Gaming Minister Manuel Mallia shot back at a recent survey that found gaming executives felt underpaid, saying that their wages were higher than in other sectors on the island.

“You have to look at this in the context of the island we are on. The gaming industry’s wages in Malta are known to be high compared to other industries, so much so that other industries can find it difficult to hang on to employees, who are leaving for the better-paying gaming companies,” Dr Mallia said.

READ: €140,000 salaries still not enough, gaming sector survey suggests

The minister, who took over responsibility for the industry last year, said that he did not know what wages the executives were on, as his remit was limited to policy making and not the day-to-day operations of the sector.

He was reacting to a news report by the Times of Malta on the findings of a recent survey among locally based iGaming executives who felt salaries were not competitive enough.

The conditions in Malta are what they are: the cost of living is much lower than, say, London, so naturally so are wages

Bostonlink – a recruitment company in the gaming industry – said that a survey it conducted in the Maltese industry showed that salaries among executives working in Malta compared poorly to those in London and Gibraltar. Executives in Malta can demand annual salaries ranging between €90,000 to as much as €140,000.
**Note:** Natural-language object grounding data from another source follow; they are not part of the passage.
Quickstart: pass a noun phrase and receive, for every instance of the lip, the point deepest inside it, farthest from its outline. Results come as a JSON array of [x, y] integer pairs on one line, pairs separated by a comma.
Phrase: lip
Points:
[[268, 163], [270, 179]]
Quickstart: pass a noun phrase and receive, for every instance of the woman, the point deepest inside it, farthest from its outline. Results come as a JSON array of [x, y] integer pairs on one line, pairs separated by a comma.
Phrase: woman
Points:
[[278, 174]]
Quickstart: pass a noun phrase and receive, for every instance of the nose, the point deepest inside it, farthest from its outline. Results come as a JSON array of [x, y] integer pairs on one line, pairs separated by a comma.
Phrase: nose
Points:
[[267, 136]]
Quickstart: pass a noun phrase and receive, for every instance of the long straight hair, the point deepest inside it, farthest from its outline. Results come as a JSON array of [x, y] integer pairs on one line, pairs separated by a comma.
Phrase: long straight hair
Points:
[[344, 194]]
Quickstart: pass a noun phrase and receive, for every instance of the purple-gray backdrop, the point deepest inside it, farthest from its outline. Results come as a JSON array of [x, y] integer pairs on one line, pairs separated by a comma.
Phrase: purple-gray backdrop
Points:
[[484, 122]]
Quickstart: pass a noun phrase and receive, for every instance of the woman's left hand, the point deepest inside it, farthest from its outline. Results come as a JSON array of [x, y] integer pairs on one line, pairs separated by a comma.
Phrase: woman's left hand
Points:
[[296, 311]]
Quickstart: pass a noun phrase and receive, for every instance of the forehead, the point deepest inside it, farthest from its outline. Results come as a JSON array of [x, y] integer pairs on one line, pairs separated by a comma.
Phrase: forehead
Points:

Speaking to this newspaper yesterday from the sidelines of a conference organised by the Malta Gaming Authority which brought together local and international operators with EU legislators, Dr Mallia said that the jurisdictional operators were employing staff-determined wages.

“The conditions in Malta are what they are; the cost of living is much lower than, say, London, so naturally so are the wages. While we don’t have London’s wages, we don’t have its weather, so everything must be seen in context,” he said.

The minister was flanked by MGA executive chairman Joseph Cuschieri, who said Malta should not be compared to London but to its Mediterranean neighbours like Spain and Italy, which both had a gaming sector. Portugal and Eastern Europe were also regions which Malta compared favourably to, he said.

Meanwhile, the survey showed while the CEO of a gaming company in Malta can expect to earn some €140,000 annually, excluding benefits and perks, it was only the average. In fact some could earn more than €200,000.

At the same time, other average salaries for top executives range from €130,000 for a marketing director to €120,000 for a number of positions, including chief operating officer and IT director.

Mr Cuschieri said this was an area of concern, as a relative shortage of IT-savvy candidates were being tussled over by big industries on the island.

Interjecting, Dr Mallia said the government was committed to addressing this issue. “One thing we are considering is setting up a specialised academy with the best tuition, to ensure we have people to fill these jobs,” he said.

The online gaming industry in Malta has flourished in recent years, with thousands of foreigners, particularly EU citizens, relocating here. The industry pays high salaries, compared to local norms, and leaves a lot of economic spin-offs, especially in the booming rental property market and the leisure sector.